Lemgo. Einige mögen nur blaues Essen. Andere reagieren extrem empfindlich auf Licht. Und fast alle Betroffenen haben Probleme im Umgang mit anderen Menschen: Autismus ist eine tiefgreifende Entwicklungsstörung, die sich auf vielfältige Weise bemerkbar machen kann. Wer Rat und Hilfe zum Thema sucht, hat in Lemgo nun eine neue Anlaufstelle.
Der Bielefelder Regionalverband „autismus Ostwestfalen-Lippe" hat im Sommer ein Autismus-Therapie-Zentrum auf dem Gelände der Stiftung Eben-Ezer eröffnet, sein einziges im Kreis Lippe. Kinder, Jugendliche und Erwachsene mit einer sogenannten Autismus-Spektrum-Störung werden dort therapeutisch begleitet, ihre Familien beraten und unterstützt. „Es geht darum, Perspektiven für Menschen mit Autismus zu entwickeln", erklärt Dr. Niels Hamel, fachlicher Leiter des Autismus-Therapie-Zentrums Bielefeld und damit auch für die Lemgoer Zweigstelle verantwortlich. „Ziel ist es, Betroffenen ein selbstbestimmtes Leben und einen stabilen Alltag zu ermöglichen."
Im Lemgoer Autismus-Therapie-Zentrum sind zwei Fachkräfte im Einsatz. Sie betreuen bisher fünf Klienten im Alter von sechs bis 15 Jahren. So vielfältig deren soziale Probleme sind, so vielfältig sind auch die therapeutischen Ansätze der Experten: Bei Jugendlichen und Erwachsenen wählt das Team häufig Gespräche, wie Hamel erklärt. Bei Kindern mit Autismus setzten sie eher auf gemeinsames Spielen, Kochen und Basteln. „Wo steht der Betroffene? Wie ist es um seine Wahrnehmung und Kommunikation bestellt? Wann macht er die größten Lernfortschritte? An diesen Fragen orientieren wir uns", erklärt der Musiktherapeut.

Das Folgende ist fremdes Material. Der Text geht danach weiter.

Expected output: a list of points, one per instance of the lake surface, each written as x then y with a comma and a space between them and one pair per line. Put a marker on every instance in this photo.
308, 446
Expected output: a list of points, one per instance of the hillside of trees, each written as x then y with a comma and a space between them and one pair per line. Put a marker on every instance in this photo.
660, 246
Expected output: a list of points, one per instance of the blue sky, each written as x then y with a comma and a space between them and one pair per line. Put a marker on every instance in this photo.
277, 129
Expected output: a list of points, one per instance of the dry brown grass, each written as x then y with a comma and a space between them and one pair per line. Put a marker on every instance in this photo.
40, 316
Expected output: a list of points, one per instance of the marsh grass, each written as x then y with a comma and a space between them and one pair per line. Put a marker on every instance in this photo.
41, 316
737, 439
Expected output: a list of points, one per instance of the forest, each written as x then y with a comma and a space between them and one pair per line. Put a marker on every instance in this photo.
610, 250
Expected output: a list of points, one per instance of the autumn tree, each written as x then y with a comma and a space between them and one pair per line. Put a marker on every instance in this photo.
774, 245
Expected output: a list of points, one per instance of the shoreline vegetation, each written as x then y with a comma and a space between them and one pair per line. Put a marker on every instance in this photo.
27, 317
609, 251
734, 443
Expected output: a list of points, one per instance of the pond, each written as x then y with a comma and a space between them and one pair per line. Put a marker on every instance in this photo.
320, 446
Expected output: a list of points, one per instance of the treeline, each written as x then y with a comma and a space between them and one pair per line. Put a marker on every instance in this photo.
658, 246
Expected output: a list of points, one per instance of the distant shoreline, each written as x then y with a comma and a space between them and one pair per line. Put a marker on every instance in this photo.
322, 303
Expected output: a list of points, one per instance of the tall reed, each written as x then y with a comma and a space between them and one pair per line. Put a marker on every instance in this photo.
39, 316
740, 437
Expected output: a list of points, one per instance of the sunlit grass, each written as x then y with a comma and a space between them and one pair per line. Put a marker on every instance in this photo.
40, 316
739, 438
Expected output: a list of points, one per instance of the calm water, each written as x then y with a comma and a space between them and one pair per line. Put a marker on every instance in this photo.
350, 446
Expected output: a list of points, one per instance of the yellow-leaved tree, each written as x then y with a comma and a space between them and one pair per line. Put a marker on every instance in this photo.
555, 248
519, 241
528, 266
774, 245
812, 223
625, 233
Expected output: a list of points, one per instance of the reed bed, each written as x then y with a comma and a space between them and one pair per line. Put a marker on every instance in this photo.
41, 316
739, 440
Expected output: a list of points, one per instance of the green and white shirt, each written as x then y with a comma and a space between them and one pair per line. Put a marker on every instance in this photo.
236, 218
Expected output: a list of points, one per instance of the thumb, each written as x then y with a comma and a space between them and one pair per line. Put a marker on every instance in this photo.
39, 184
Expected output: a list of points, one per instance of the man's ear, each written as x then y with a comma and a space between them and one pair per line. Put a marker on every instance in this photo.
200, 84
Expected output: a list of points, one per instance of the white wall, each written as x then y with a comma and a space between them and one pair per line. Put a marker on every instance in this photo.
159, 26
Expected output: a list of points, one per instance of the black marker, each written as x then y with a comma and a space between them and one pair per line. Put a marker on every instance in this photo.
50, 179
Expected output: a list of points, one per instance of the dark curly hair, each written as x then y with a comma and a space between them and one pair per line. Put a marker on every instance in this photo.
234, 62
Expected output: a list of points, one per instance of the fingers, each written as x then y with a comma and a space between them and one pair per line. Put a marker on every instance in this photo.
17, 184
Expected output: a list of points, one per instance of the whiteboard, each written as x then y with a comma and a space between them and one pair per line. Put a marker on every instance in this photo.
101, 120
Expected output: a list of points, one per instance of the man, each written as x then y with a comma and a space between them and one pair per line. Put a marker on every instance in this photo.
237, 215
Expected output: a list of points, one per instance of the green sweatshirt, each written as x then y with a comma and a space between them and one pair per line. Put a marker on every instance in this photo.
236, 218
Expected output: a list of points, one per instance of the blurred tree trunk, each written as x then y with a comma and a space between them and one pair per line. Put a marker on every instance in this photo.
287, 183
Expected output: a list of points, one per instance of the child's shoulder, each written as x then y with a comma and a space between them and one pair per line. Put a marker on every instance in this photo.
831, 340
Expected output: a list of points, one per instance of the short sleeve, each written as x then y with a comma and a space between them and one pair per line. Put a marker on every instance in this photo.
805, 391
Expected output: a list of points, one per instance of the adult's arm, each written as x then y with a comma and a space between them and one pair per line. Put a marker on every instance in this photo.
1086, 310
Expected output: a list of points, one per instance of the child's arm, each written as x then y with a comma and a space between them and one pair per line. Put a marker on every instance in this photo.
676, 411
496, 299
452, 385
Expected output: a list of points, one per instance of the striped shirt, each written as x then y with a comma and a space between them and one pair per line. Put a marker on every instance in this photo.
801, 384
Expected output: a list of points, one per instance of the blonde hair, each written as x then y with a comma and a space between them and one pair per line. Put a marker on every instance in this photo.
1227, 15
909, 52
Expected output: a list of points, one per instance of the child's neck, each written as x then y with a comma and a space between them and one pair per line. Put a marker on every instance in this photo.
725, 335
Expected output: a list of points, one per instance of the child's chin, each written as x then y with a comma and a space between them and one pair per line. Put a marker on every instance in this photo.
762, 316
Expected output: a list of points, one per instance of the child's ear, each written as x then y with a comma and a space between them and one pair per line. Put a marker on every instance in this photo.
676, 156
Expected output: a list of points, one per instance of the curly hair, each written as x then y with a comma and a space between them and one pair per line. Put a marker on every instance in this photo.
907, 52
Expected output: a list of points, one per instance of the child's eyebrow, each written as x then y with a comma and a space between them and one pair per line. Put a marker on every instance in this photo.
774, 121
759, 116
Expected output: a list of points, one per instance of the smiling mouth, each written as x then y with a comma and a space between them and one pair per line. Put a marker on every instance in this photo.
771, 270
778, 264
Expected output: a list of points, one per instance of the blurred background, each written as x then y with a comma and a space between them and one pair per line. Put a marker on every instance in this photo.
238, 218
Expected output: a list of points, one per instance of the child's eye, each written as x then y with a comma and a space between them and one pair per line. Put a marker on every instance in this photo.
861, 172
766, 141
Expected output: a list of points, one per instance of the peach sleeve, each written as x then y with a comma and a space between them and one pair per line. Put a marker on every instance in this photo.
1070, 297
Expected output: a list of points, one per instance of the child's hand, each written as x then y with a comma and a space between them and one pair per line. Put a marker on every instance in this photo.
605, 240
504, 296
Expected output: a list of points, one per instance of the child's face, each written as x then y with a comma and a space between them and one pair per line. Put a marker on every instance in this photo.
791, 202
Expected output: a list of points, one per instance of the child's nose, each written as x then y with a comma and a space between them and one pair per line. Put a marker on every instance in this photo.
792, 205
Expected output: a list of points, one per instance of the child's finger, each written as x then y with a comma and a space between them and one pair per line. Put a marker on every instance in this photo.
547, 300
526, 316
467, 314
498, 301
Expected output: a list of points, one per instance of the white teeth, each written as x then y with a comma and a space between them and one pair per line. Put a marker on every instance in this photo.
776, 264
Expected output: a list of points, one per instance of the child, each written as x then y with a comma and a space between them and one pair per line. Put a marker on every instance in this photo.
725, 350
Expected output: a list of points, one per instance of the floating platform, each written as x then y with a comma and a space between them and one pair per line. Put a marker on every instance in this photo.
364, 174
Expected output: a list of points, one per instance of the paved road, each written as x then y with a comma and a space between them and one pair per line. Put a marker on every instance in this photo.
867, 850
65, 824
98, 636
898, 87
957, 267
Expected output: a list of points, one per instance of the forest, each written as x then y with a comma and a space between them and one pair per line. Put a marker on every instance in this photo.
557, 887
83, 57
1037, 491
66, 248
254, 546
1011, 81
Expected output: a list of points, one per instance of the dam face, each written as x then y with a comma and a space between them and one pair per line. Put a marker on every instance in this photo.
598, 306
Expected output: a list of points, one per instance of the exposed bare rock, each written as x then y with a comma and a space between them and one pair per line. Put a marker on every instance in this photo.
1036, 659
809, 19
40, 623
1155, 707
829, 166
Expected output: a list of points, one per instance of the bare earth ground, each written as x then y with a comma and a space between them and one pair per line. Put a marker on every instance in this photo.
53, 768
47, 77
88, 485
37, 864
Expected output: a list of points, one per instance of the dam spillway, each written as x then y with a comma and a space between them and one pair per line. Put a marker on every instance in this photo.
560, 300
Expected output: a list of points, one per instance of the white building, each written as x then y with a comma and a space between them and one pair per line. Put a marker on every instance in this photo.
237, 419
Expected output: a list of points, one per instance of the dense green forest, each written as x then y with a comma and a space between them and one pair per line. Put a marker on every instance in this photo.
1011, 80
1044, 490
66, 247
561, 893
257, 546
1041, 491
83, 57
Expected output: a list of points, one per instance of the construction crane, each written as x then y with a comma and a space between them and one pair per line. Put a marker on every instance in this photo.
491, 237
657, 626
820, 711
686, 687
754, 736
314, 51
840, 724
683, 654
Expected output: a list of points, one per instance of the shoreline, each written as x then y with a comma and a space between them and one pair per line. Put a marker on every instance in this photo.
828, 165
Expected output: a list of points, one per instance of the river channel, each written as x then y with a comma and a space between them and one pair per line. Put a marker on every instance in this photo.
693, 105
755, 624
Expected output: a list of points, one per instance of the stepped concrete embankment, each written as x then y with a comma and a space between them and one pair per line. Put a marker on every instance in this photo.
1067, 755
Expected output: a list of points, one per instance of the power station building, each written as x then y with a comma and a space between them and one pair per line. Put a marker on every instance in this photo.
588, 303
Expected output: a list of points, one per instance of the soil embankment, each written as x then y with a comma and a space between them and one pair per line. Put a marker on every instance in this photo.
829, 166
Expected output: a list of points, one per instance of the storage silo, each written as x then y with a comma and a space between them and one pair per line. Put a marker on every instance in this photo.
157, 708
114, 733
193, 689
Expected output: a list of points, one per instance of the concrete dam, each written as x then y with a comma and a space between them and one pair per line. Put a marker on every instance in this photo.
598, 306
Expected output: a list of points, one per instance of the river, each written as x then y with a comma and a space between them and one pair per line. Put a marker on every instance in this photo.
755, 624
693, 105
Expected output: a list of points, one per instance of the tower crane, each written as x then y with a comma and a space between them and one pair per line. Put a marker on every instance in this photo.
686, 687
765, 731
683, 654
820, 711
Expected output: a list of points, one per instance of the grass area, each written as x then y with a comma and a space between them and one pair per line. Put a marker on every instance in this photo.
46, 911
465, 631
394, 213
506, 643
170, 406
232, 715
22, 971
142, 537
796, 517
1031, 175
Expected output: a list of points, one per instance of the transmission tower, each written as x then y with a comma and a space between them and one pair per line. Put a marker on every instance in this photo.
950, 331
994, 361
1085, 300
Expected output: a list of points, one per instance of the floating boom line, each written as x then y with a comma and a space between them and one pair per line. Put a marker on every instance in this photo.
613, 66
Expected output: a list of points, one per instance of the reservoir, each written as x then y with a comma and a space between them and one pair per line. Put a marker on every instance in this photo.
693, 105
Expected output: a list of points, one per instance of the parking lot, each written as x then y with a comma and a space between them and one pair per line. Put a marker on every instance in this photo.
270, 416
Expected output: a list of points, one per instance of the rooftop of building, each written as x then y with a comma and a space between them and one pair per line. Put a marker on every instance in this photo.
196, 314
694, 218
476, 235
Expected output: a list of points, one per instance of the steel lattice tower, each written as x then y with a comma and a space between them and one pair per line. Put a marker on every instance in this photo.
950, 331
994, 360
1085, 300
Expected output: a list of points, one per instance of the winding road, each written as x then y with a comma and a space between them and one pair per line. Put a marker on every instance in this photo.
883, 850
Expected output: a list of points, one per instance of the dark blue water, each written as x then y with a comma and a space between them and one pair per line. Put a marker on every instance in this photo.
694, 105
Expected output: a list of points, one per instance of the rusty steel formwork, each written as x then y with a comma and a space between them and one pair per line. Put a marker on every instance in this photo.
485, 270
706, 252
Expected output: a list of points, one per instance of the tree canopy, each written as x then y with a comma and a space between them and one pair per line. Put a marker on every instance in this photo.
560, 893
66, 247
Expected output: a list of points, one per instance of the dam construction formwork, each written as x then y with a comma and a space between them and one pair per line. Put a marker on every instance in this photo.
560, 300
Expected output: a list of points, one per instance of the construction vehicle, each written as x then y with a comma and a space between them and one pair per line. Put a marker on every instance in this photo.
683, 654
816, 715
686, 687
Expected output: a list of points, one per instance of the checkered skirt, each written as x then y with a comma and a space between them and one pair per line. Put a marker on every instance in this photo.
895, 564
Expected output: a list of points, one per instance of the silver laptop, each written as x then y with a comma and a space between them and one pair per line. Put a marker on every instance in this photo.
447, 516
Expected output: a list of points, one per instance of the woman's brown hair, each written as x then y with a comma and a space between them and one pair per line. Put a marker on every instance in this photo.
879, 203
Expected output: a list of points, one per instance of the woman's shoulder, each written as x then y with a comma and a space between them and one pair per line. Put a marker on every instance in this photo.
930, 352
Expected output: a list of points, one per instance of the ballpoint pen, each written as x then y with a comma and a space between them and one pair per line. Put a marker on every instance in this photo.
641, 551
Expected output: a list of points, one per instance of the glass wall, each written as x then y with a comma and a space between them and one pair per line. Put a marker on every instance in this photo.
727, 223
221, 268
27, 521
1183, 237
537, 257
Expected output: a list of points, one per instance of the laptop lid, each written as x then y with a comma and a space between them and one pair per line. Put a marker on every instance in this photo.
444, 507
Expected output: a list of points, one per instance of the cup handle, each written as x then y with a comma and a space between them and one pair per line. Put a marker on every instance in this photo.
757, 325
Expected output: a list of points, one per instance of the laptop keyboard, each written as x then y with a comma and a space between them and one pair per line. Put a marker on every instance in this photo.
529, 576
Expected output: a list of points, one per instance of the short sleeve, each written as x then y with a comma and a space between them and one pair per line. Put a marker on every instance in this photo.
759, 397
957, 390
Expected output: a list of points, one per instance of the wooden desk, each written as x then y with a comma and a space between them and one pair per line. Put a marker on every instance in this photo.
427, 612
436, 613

„Die Chemie muss stimmen", ergänzt die Heilpädagogin Christina Eickmeier. Der Kontakt zu anderen Menschen sei für Autisten oft sehr schwierig. Deshalb sei es wichtig, in der Sitzung eine stabile Beziehung zu ihnen aufzubauen. „Das gibt Sicherheit." Die Fachleute nehmen nicht nur die Betroffenen, sondern auch deren Familien und Freunde sowie Schulen und Arbeitgeber in den Blick. „Autismus bedeutet, von Geburt an eine andere Wahrnehmung zu haben – und zwar ein Leben lang", sagt Eickmeier. „Darüber muss sich das Umfeld im Klaren sein." Der gesellschaftliche Umgang mit der Störung hat sich nach Ansicht der Experten zum Positiven gewandelt. Vor einigen Jahrzehnten zum Beispiel habe man oft die Gefühlskälte der Eltern als Ursache für Autismus angenommen. „Heute gehen die Fachleute davon aus, dass die Störung genetisch bedingt ist", sagt Hamel.
Auch sonst ständen die Menschen dem Thema viel aufgeschlossener gegenüber als früher. Grund hierfür sei etwa das Internet, das den Zugang zu Informationen erleichtere. Auch Filme wie „Rain Man" mit Dustin Hoffman hätten das Image verbessert. Und natürlich bewirke der Inklusionsgedanke viel: „Die Menschen schauen genauer hin und haben mehr Verständnis – das ist gut!"